It is the hardest – and most important – job in the world.
Yet there is no instruction manual and there are no minimum qualifications.
Instead, parents are left to figure it out for themselves when raising a child – a hit-and-miss approach whose shortcomings are all too apparent.
That is what makes the King Urban Life Center’s Parent-Child Home Program so invaluable.
The initiative – a national program that the King Center adopted in 2002 – sends trained “home visitors” for a half-hour twice a week during the school year for two years to help parents learn how best to help their kids. The visitors bring a book, educational toy or game and model for the parent how to use the tool to help the child progress.
“These books or toys become the center of an educational environmental in the home,” said program coordinator Lisa Alexander. That’s critical because a lot of homes in Buffalo don’t have such teaching tools.
The materials also reflect the family’s culture so that the children can see themselves in the stories, Alexander said, which is particularly important because most in the program are families of color.
“She learned a lot,” Yesenia Santiago said of her 4-year-old daughter, Yamilette, who dashed into the living room of the family’s West Side home to demonstrate her reading skills and then disappeared. Yamilette has already graduated from the program, and her mother said, “the teacher in pre-K at Frank Sedita (Academy) said she’s really advanced.”

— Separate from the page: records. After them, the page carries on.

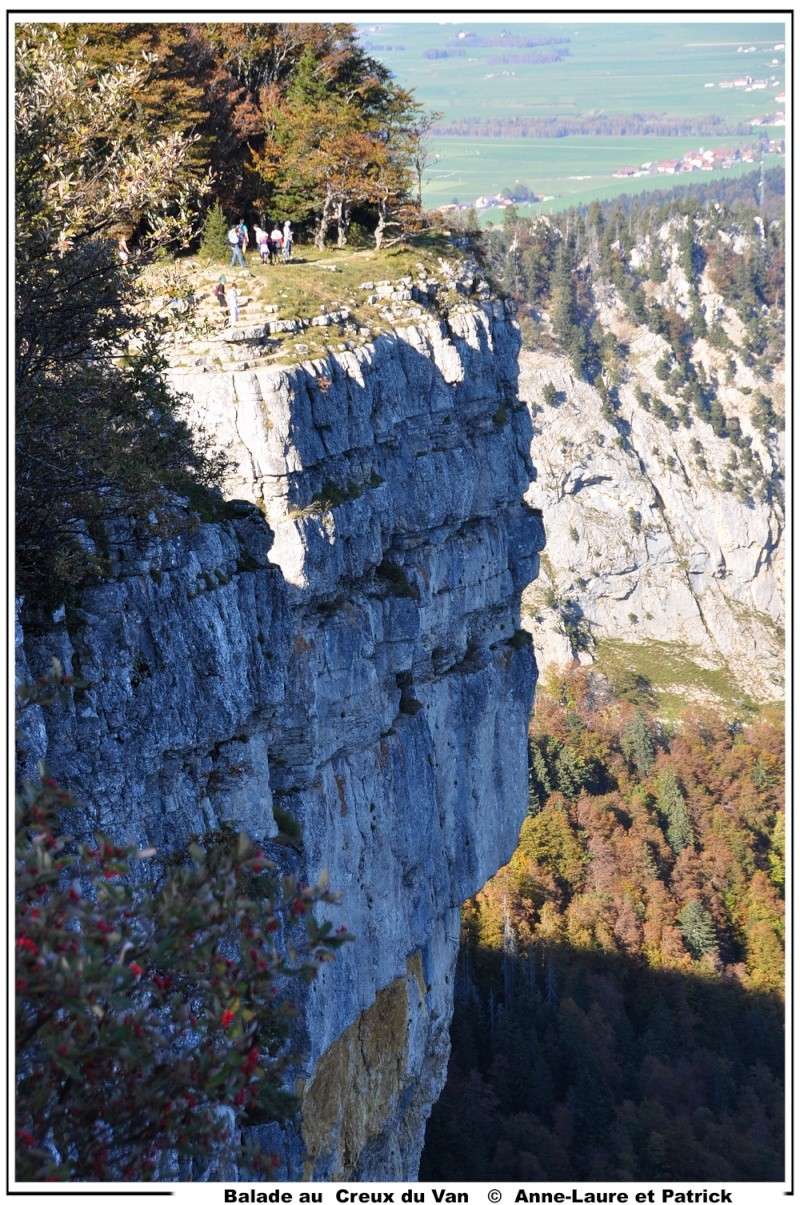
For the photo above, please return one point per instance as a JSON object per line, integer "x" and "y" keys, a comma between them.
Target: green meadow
{"x": 610, "y": 68}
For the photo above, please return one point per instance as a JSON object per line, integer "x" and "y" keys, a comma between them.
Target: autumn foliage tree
{"x": 151, "y": 1028}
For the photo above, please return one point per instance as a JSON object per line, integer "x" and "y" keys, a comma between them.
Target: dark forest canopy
{"x": 587, "y": 124}
{"x": 618, "y": 1001}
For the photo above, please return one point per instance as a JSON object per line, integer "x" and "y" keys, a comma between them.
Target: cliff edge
{"x": 352, "y": 657}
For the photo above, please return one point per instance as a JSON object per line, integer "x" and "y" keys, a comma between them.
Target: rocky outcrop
{"x": 351, "y": 654}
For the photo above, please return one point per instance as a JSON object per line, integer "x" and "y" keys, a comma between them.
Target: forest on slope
{"x": 619, "y": 1000}
{"x": 654, "y": 375}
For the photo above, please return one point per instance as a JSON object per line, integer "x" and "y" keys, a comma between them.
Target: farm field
{"x": 610, "y": 69}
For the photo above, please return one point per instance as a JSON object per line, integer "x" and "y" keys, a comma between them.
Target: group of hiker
{"x": 274, "y": 246}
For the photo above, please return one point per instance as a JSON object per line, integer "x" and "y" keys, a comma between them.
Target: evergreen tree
{"x": 213, "y": 245}
{"x": 671, "y": 805}
{"x": 637, "y": 745}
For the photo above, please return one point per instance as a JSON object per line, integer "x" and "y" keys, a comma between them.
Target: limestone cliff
{"x": 351, "y": 654}
{"x": 660, "y": 533}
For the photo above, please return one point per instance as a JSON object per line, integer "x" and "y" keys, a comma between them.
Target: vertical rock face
{"x": 358, "y": 663}
{"x": 662, "y": 529}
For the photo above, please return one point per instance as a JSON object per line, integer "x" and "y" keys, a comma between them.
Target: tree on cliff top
{"x": 98, "y": 430}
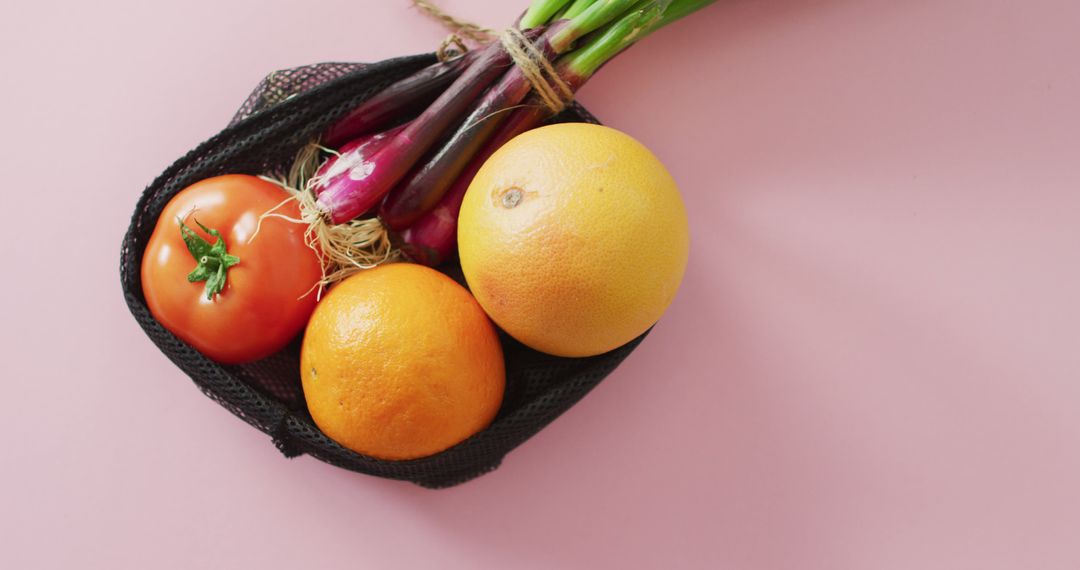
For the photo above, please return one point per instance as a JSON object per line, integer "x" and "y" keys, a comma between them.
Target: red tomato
{"x": 262, "y": 304}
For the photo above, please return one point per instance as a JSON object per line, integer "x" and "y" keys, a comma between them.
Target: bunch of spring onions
{"x": 395, "y": 179}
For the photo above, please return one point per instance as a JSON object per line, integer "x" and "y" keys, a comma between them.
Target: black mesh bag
{"x": 287, "y": 109}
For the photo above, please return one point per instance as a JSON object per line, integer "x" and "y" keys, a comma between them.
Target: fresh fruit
{"x": 233, "y": 298}
{"x": 574, "y": 239}
{"x": 399, "y": 362}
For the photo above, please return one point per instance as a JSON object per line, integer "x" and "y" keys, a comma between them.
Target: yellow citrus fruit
{"x": 574, "y": 239}
{"x": 399, "y": 362}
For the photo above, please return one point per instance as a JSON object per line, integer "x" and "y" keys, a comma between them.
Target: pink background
{"x": 873, "y": 362}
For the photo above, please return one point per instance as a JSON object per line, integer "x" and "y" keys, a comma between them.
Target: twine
{"x": 538, "y": 69}
{"x": 459, "y": 27}
{"x": 530, "y": 59}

Santiago is hoping for the same kind of boost for her 2-year-old son, Jomar Perez, who has learned colors and shapes while working with home visitor Vanessa Birmingham.
The program currently serves about 40 families per year, but has reached as many as 60, depending on funding, which comes from such disparate entities as the United Way and the Community Foundation, to the City of Buffalo and even the Erie County District Attorney’s Office, which kicked in some asset forfeiture funds.